The writing is crisp and balanced till a point, but the imposition of supernatural elements and subsequently diverting the plot away from reality makes it a little amateurish and loses viewers' attention. Director Arif has played it smart when it comes to the packaging of the content. Unlike other whodunit fictions, this one is not-so-predictable and surprises you at many points.
The paranormal elements at play
The film has been touted as a supernatural thriller, and it delivers on that aspect quite well. In the first half of the film, viewers can expect a few jump scares and eye-shutting moments especially if they are not accustomed to watching horror movies. The filmmaker has included sequences that feature figures with bloody and disfigured faces, which heighten the ghostly element of the film. One well-crafted scene involves Alaya sitting in her office during broad daylight and boom..appears a so-called ghost. This scene effectively showcases the horror element of the film. While the first half of the film focuses on the supernatural, the latter half shifts to a more conventional thriller.
The Thrilling Treatment
The first half of U Turn impresses with its gripping storyline.
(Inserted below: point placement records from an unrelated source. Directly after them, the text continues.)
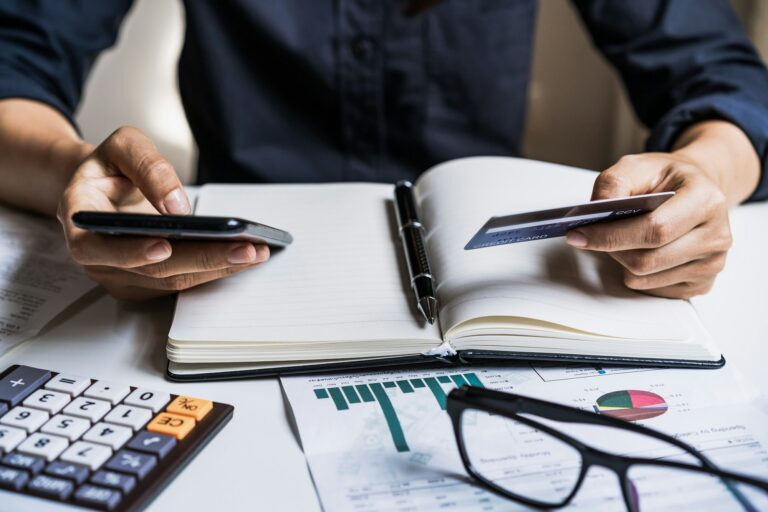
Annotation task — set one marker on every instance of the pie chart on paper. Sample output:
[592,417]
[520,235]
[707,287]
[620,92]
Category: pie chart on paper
[631,405]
The sudden abduction of the reporter and the series of unfortunate deaths keep the audience on the edge of their seats. Creators masterfully weaves twists and turns into the investigation, creating an element of shock and awe. However, the second half of the film fails to maintain the momentum of the first half. The thriller loses its grip and becomes uneventful. The climax although interesting is unnecessarily prolonged, making the 128-minute runtime feel tedious. Although the film starts off strong, it falls short of delivering a crisp story.
Alaya F as Radhika holds on to the script and delivers a decent performance. The emotions are shelled out well and she does strike a balance when it comes to portraying different faces of the same character. Playing a lead in a story where other elements can over-power an individual persona, Alaya manages to shine throughout.
Priyanshu Painyuli as Inspector Arjun Sinha is smart, sharp and has a powerful screen presence. When he teams up with Radhika, it reflects a great camaraderie. Aashim Gulati and Rajesh Sharma delivers decent performances as required by the script. Manu Rishi makes you chuckle with the one liners and has something huge to offer.
The Setting and BGM
The setting and BGM does add to the thrill and suspense. They do justice to the plotline and have been taken care of. Eerie atmosphere, breezy nights, rain and thundering, dark shattered buildings, zombie face, all the cliched tropes of a whodunit have been used to create and elevate the tension. The flyover has been focused on with various camera angles at various points of time, providing it the importance of a main character, which eventually it turns out to be.
Overall, you can ride through this Arif Khan directorial without taking a U-Turn and finish off the eventful ride with a good and gripping plotline & strong performances.